Montréal et Normétal forment un anagramme intéressant. Outre les lettres de leur dénomination, les deux municipalités partagent bien peu d’homologies. C’est ce que mon père me confirmait alors qu’il était en visite à mon appartement du quartier Parc-Extension à Montréal il y a quelques années. Il observait les passants issus des quelques 75 communautés ethniques résidantes du quartier par la fenêtre de façon respectueuse, mais non moins fascinée, en justifiant sa curiosité par un : «On en avait pas des comme ça à Normétal!» La métropole, c’est le fun pour ça, il y a une diversité incroyable. Et c’est vrai que c’est fascinant, spécialement quand t’arrives d’un milieu relativement uniforme. Depuis mon retour en sol montréalais, il y a d’ailleurs un phénomène culturel assez étrange, inexistant en Abitibi-Témiscamingue (sauf pendant le FME) qui a piqué mon attention et j’ai nommé : les hipsters.

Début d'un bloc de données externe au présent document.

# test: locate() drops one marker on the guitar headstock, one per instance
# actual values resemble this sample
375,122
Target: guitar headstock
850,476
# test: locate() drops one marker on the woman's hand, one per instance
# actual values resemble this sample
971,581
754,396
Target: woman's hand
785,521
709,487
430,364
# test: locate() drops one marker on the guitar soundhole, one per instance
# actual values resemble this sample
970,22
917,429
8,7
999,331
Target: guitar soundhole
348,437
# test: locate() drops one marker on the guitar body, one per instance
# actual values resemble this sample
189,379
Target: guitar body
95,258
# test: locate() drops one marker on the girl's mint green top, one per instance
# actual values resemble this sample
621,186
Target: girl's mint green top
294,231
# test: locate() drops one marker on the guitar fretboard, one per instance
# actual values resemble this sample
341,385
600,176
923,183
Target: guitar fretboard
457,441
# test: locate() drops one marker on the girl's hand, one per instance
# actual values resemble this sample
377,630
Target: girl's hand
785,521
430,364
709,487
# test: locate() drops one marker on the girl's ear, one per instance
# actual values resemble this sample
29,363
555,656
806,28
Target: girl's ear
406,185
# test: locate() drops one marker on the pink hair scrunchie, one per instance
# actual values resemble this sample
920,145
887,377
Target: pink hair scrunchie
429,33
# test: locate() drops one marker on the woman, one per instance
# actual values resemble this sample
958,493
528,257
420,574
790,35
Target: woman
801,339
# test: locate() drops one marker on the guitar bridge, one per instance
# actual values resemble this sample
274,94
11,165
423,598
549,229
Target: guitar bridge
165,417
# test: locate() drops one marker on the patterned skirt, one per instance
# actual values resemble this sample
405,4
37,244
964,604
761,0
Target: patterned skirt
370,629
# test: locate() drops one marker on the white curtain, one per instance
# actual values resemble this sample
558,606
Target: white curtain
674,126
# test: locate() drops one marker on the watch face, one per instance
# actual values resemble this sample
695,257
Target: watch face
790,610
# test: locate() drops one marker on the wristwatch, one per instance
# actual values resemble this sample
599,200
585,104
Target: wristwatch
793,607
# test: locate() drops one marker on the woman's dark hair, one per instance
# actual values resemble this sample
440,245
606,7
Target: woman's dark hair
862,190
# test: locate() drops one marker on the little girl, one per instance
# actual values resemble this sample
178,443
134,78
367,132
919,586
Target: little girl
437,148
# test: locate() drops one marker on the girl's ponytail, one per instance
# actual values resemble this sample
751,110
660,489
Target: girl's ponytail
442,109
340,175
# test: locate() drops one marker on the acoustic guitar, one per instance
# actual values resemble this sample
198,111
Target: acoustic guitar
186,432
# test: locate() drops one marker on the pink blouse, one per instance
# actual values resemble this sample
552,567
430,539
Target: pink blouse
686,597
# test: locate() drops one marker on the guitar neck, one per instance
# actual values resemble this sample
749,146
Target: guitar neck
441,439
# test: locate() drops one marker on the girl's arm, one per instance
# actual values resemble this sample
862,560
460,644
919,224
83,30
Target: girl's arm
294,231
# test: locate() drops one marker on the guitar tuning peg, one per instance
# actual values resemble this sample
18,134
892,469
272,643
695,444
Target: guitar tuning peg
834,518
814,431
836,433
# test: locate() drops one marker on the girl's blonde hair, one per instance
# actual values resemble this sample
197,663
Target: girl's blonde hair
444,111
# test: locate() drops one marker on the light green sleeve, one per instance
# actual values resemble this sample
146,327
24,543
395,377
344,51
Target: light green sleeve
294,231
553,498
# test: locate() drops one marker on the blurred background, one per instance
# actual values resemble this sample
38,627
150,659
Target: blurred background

Les hipsters, c’est une sorte de monde qui ne passe pas inaperçu. Leurs préceptes touchent un ensemble d’éléments identitaires : mode, attitude, opinions qui sont régis par un seul et unique commandement, être cool.  Ainsi, ce semble être le seul segment de la population qui bascule la très populaire théorie de la pyramide de Maslow : il faut se réaliser, d’abord et avant tout.

Pour plusieurs raisons, je trouve ce mouvement très captivant. D’abord, c’est que les hipsters sont tout sauf attachants. Ils ont la caractéristique commune d’avoir souvent l’air bête. La raison est simple : ils s’accoquinent très peu des gens de la «masse», ceux-ci étant ignorants culturellement. Les regarder avec condescendance permet de maintenir la distance avec eux. Ainsi, il y a quelque chose de péjoratif associé aux hipsters. Pas étonnant que personne ne se définisse comme tel et que tout le monde les méprise. Même eux.

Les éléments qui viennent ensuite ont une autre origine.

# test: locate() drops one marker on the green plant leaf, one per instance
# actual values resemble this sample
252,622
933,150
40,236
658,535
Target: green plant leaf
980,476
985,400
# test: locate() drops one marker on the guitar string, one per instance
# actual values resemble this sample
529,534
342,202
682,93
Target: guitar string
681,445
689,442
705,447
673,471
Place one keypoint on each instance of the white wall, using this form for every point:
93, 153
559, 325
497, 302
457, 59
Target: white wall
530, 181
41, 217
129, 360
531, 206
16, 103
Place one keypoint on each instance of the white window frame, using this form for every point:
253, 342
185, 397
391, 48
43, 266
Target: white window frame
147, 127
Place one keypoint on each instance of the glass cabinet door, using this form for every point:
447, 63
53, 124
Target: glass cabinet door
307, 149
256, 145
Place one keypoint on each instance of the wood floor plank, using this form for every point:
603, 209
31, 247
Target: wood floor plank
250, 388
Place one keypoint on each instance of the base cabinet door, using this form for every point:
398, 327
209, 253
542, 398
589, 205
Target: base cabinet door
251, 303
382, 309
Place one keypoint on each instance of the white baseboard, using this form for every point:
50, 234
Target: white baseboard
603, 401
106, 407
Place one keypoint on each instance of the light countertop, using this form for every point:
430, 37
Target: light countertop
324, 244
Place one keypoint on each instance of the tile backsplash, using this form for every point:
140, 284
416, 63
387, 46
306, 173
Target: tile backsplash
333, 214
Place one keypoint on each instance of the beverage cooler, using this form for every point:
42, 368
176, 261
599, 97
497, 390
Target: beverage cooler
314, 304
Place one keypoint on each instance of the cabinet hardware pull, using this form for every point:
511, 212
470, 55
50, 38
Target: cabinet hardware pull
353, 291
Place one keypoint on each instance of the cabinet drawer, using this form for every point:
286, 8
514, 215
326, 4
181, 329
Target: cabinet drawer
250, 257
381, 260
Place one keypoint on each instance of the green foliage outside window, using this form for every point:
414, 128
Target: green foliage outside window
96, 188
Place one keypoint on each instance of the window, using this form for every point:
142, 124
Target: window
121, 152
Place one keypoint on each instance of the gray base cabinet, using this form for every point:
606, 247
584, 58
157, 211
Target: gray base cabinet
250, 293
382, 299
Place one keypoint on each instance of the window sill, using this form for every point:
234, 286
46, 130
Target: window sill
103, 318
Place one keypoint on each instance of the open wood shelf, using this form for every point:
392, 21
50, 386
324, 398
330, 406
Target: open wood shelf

Même si personne ne se déclare hipster au même titre que personne ne se défini comme avare ou mythomane, ça existe. J’en ai vus! En effet, on peut en observer différentes espèces à Montréal. Y’a des endroits et événements agrégatifs de hipsters où c’est plus facile de les voir. Pour les identifier, j’ai pensé faire une brève fiche descriptive du spécimen.

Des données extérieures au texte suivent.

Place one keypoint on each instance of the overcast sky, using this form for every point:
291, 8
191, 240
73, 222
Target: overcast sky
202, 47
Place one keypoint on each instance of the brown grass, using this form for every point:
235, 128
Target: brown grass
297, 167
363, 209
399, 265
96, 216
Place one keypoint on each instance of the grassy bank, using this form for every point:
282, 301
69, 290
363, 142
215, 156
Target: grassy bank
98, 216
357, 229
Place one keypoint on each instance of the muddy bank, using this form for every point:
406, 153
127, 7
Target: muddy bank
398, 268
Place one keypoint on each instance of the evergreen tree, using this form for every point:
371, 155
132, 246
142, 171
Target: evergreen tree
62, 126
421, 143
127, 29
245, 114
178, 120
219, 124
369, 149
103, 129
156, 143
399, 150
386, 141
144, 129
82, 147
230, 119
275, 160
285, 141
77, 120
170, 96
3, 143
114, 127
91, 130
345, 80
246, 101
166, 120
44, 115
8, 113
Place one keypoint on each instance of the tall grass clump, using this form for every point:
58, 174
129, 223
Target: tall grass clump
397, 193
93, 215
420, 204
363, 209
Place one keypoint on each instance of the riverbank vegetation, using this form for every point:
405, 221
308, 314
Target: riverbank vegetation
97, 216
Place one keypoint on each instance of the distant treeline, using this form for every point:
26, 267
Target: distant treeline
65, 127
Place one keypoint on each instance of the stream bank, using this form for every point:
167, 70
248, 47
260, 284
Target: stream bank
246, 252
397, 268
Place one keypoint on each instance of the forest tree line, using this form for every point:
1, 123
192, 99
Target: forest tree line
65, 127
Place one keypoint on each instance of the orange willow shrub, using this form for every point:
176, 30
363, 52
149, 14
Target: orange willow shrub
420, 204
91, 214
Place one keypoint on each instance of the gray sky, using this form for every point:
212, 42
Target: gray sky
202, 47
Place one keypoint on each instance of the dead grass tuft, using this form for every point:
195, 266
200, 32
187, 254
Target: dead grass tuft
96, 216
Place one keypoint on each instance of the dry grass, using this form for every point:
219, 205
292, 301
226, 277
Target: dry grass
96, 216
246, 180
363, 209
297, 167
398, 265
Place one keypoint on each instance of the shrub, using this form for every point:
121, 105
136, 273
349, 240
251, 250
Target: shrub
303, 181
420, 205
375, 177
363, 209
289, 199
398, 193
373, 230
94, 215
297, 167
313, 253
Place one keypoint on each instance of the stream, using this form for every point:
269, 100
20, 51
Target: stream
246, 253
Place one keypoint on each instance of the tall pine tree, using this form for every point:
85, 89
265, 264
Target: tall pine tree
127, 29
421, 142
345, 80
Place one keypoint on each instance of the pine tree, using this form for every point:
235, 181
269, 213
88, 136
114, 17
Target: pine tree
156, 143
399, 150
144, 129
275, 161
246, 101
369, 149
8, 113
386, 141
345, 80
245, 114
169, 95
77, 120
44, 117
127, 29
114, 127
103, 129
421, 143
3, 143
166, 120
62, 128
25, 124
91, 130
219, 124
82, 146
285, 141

Habitat : Ils se tiennent dans des endroits atypiques ou qui présentent une culture émergente et/ou underground. C’est pourquoi on en voit beaucoup au FME. Ce sont ceux qui trouvent Patrick Watson beaucoup trop mainstream et qui prennent des photos de choses qu’ils jugent risibles et les publient sur Facebook au même instant.

Nourriture : Majoritairement végétaliens, les hipsters se nourrissent de n’importe quoi au goût difficile à cerner (ex : muffins courges et citron). Autant que possible, ils consomment leurs aliments d’une façon autre que le veut la coutume ou la convention (ex : boire du thé dans un pot Masson).

Caractéristiques physiques : Ils cultivent un look androgyne et sont généralement assez maigres. Beaucoup portent des lunettes avec de larges montures en plastique, des skinny jeans, des t-shirts avec des noms de groupes ou des titres de films dont personne n’a jamais entendu parler. Quelques-uns vivent la chose de façon plus viscérale et portent des vêtements et des coupes de cheveux que 99,9% de la population ne saurait assumer. Ils jouent parfois sur la ligne du laid et de l’indécence pour se démarquer.

Intérêts : Les hipsters s’intéressent à la musique, à la littérature et aux films dont personne n’a jamais entendu parler. Par contre, ils respectent certaines grandes icônes comme Oscar Wilde, Che Guevara, les Beatles mais pas ceux qui sont nés de leur influence.

Éléments distinctifs : Ils taponnent souvent sur un cellulaire et pratiquent le name dropping (de monde qu’on connaît pas, vous l’avez deviné).

On comprend maintenant pourquoi le phénomène n’est pas répandu en région. L’environnement de l’Abitibi-Témiscamingue n’est pas adapté à leur mode de vie et le hipster y serait voué à une mort certaine. Le Polyson, le Mike’s et le Roi du Jeans ne sauraient répondre à leurs besoins.

De toute façon, ce n’est pas bien grave puisque d’une part, la région qui se démarque par son chaleureux accueil n’aurait que faire de ces êtres si froids et, d’autre part, considérant la popularité grandissante du phénomène qui interfère avec leur besoin de se différencier de la masse, je prédis l’implosion prochaine des hipsters.